Convergence of Adaptive Biasing Potential methods for diffusions

TL;DR

This paper proves that an adaptive importance sampling method based on biasing the potential energy of a diffusion process converges almost surely to the target invariant distribution, using stochastic approximation techniques.

Contribution

It establishes the almost sure convergence of an adaptive biasing potential method for diffusions, with a rigorous proof adapting the ODE approach from stochastic approximation.

Findings

Convergence of the empirical occupation measure to the invariant distribution.

Bias potential converges to a limit related to free energy.

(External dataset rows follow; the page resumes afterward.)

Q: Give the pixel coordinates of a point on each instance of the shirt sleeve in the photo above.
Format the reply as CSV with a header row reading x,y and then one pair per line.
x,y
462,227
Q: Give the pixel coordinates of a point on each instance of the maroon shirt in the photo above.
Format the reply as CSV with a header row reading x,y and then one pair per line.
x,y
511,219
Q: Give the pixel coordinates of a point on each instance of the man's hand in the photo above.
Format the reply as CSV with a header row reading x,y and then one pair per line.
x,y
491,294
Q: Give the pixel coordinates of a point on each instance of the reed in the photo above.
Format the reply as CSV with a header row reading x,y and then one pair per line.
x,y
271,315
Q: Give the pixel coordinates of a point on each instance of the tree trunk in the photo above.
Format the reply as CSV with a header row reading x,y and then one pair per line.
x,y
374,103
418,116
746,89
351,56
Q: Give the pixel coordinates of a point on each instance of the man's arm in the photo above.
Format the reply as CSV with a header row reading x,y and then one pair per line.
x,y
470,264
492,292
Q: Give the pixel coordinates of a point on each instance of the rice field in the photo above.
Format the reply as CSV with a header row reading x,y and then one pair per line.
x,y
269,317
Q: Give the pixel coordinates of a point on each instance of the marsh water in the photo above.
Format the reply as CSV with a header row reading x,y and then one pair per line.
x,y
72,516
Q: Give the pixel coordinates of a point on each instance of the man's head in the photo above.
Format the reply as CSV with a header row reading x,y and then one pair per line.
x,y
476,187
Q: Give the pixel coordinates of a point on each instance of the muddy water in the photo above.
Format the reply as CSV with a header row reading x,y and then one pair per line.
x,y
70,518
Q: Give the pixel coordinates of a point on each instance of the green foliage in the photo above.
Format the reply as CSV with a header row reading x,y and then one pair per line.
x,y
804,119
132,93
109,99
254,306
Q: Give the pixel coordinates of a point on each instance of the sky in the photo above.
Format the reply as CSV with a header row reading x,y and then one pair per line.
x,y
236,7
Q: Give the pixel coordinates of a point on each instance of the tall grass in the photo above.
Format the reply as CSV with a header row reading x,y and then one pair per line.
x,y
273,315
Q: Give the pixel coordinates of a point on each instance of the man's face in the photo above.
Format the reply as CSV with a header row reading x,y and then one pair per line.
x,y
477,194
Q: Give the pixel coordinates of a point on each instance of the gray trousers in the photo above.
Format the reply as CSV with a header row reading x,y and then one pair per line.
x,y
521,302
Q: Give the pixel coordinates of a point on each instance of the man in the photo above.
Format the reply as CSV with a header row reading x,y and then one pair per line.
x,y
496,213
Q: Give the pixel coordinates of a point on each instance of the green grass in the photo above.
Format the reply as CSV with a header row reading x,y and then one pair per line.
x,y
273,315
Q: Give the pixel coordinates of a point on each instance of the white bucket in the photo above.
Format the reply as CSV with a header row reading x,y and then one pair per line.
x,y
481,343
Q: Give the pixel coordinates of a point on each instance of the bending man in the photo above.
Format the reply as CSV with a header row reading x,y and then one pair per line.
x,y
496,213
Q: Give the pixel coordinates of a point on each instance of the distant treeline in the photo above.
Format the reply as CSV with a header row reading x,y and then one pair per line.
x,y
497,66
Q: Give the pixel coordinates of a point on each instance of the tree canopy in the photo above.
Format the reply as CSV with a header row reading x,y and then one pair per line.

Method validated for diffusions on the torus.

Abstract

We prove the consistency of an adaptive importance sampling strategy based on biasing the potential energy function $V$ of a diffusion process $dX_t^0=-\nabla V(X_t^0)dt+dW_t$; for the sake of simplicity, periodic boundary conditions are assumed, so that $X_t^0$ lives on the flat $d$-dimensional torus. The goal is to sample its invariant distribution $\mu=Z^{-1}\exp\bigl(-V(x)\bigr)\,dx$. The bias $V_t-V$, where $V_t$ is the new (random and time-dependent) potential function, acts only on some coordinates of the system, and is designed to flatten the corresponding empirical occupation measure of the diffusion $X$ in the large time regime. The diffusion process writes $dX_t=-\nabla V_t(X_t)dt+dW_t$, where the bias $V_t-V$ is function of the key quantity $\overline{\mu}_t$: a probability occupation measure which depends on the past of the process, {\it i.e.} on $(X_s)_{s\in [0,t]}$. We are thus dealing with a self-interacting diffusion. In this note, we prove that when $t$ goes to infinity, $\overline{\mu}_t$ almost surely converges to $\mu$. Moreover, the approach is justified by the convergence of the bias to a limit which has an intepretation in terms of a free energy. The main argument is a change of variables, which formally validates the consistency of the approach. The convergence is then rigorously proven adapting the ODE method from stochastic approximation.